Now that I'm getting to the remains of the current photo collection, this is the only photo I have representing the main filming company. It was an episode that had some sort of carnival or side show plot. It was set up at Sandy Beach on the eastern end of Oahu without regard to the very high winds that can happen there. I remember that was a big problem but not finishing at this location was an even bigger one.
The time it takes to film a scene depends on many variables: the actor (mood, memory or mind), "wardrobe malfunctions," equipment, weather, and (more than once) how big the director's hangover was. When it appears that the company may not finish filming a scene at a location and will not be able to return to finish, a decision has to be made how to complete the scene(s) without having to return and still maintain continuity. At this particular location, the wind was a real problem. Keeping an entire carnival set up at a public location until the time was found to come back was not an option. It was determined at some point that part of the location set would have to be moved back to the studio backlot to complete the scene as part of another day. Unfortunately it happened to include the ferris wheel. It's odd to think of a ferris wheel as set dressing, but in this case it was. Luckily it was the amusement company that was responsible for actually moving it while we began duplicating the rest of the set. Back then all we had to go by were polaroid film shots--not always the clearest to see the detail. Now everything that is recorded on film is also on digital video and available immediately. All film is only processed in L.A. Sometimes it was as easy as putting an actor against a wall of the same color and hanging the same picture or drapes hopefully from the original location that could be moved. There were times when one scene in a room might have been
filmed many miles or days later than the rest of the scene. I know I had to try and find some drapes and items to match some things to match one of the sets that had been shot in England. I offered to go get them but.............. Ultimately all I can do is come close and hope no one notices--and usually no one does.
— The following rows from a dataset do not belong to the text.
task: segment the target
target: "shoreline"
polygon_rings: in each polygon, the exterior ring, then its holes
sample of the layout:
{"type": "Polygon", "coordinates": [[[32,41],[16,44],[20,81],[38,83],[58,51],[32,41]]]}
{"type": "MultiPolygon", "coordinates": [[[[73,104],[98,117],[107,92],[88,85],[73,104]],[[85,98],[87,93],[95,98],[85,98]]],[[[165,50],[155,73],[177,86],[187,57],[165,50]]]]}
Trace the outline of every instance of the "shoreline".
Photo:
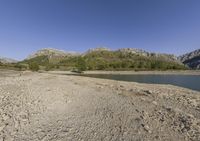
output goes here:
{"type": "Polygon", "coordinates": [[[55,72],[1,73],[0,140],[200,139],[194,90],[55,72]]]}
{"type": "MultiPolygon", "coordinates": [[[[49,71],[50,74],[78,74],[71,71],[49,71]]],[[[200,75],[200,70],[180,71],[84,71],[82,74],[110,74],[110,75],[200,75]]]]}

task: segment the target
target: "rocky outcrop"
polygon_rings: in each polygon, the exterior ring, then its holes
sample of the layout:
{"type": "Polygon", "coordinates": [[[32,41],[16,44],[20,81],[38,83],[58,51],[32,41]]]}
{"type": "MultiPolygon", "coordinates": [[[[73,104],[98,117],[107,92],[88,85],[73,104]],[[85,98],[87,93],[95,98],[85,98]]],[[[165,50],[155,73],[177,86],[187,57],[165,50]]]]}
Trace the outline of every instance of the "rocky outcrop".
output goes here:
{"type": "Polygon", "coordinates": [[[200,69],[200,49],[181,55],[178,59],[192,69],[200,69]]]}
{"type": "Polygon", "coordinates": [[[118,51],[123,54],[136,54],[138,56],[155,57],[160,60],[180,63],[180,61],[177,59],[177,57],[173,54],[152,53],[152,52],[147,52],[145,50],[135,49],[135,48],[122,48],[122,49],[119,49],[118,51]]]}
{"type": "Polygon", "coordinates": [[[53,49],[53,48],[44,48],[28,56],[27,60],[38,57],[38,56],[48,56],[48,58],[53,58],[53,57],[72,56],[72,55],[77,55],[77,54],[78,53],[75,53],[75,52],[66,52],[63,50],[58,50],[58,49],[53,49]]]}
{"type": "Polygon", "coordinates": [[[111,50],[106,47],[90,48],[85,54],[92,53],[92,52],[98,52],[98,51],[111,51],[111,50]]]}
{"type": "Polygon", "coordinates": [[[0,57],[0,62],[2,64],[7,64],[7,63],[16,63],[17,61],[11,58],[0,57]]]}

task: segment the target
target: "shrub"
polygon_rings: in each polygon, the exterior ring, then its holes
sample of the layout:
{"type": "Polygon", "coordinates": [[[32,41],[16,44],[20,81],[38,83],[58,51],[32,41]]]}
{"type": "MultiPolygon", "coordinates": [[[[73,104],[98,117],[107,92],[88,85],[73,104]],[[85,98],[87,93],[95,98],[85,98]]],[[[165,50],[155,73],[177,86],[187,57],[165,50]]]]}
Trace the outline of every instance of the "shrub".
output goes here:
{"type": "Polygon", "coordinates": [[[39,70],[39,65],[35,62],[32,62],[29,64],[29,69],[32,71],[38,71],[39,70]]]}

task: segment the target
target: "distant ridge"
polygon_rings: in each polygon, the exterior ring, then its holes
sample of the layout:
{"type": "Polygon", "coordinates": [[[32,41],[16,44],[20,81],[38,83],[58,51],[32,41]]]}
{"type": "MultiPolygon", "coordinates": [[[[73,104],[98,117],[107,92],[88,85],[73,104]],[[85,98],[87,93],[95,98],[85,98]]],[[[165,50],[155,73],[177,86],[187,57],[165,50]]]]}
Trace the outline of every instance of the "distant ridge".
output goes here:
{"type": "Polygon", "coordinates": [[[192,69],[200,69],[200,49],[181,55],[178,59],[192,69]]]}
{"type": "Polygon", "coordinates": [[[64,50],[58,50],[54,48],[43,48],[38,50],[37,52],[29,55],[26,59],[32,59],[38,56],[48,56],[49,58],[53,57],[65,57],[65,56],[73,56],[73,55],[79,55],[76,52],[66,52],[64,50]]]}
{"type": "Polygon", "coordinates": [[[17,63],[18,61],[7,57],[0,57],[0,62],[3,64],[7,64],[7,63],[17,63]]]}

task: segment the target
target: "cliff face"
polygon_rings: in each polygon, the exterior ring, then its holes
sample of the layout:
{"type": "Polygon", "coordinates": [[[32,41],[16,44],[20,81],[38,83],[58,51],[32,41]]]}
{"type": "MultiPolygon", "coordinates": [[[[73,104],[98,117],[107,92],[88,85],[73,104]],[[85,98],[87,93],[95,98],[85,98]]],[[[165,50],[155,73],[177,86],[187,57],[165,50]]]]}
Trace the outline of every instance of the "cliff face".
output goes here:
{"type": "Polygon", "coordinates": [[[192,69],[200,69],[200,49],[181,55],[178,59],[192,69]]]}

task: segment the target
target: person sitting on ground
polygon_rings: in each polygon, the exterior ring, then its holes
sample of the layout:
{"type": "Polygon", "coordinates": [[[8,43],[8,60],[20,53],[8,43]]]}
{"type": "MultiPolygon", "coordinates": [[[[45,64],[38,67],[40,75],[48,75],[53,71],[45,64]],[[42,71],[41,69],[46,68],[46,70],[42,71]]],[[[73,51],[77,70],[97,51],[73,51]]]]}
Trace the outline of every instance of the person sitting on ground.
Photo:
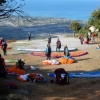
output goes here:
{"type": "Polygon", "coordinates": [[[65,46],[64,46],[64,55],[65,55],[65,56],[70,56],[70,53],[69,53],[67,44],[65,44],[65,46]]]}
{"type": "Polygon", "coordinates": [[[19,59],[18,62],[16,62],[16,66],[20,69],[24,69],[24,64],[25,63],[21,59],[19,59]]]}
{"type": "Polygon", "coordinates": [[[1,54],[0,54],[0,77],[7,78],[6,71],[5,71],[5,62],[4,62],[4,58],[2,58],[1,54]]]}
{"type": "Polygon", "coordinates": [[[57,46],[56,46],[56,51],[57,51],[57,49],[58,49],[58,50],[59,50],[59,52],[60,52],[61,42],[60,42],[59,38],[58,38],[58,40],[57,40],[56,44],[57,44],[57,46]]]}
Getting back to the scanning problem of my Magnum slides, thanks to Google, I found a company that claims to do high quality scans at a very reasonable rate. Decent slide scanners start at $800 and the better ones at $1,600. I don't think I have enough Magnum memorabilia left to pay for half of one, so at .29 cents each, this company appears to be the winner. The slides are actually scanned in India! They are cleaned, scanned at 3,000 dpi, put on a disc, I can delete online, and then they are mailed back with a disc. Sounds a little too good to be true, but I'm going to risk it. It takes about 3 weeks and I may just do a few to start. As these are slides, there are no duplicates or back up if something happens. Anyway, given the time and money it will save, I think it's worth giving it a try. So I'll stretch the remaining scans, tell a few jokes, and before you know it, I hope I will have some more photos to keep this blog going awhile longer. I'd sure miss the applause! Thanks again for viewing.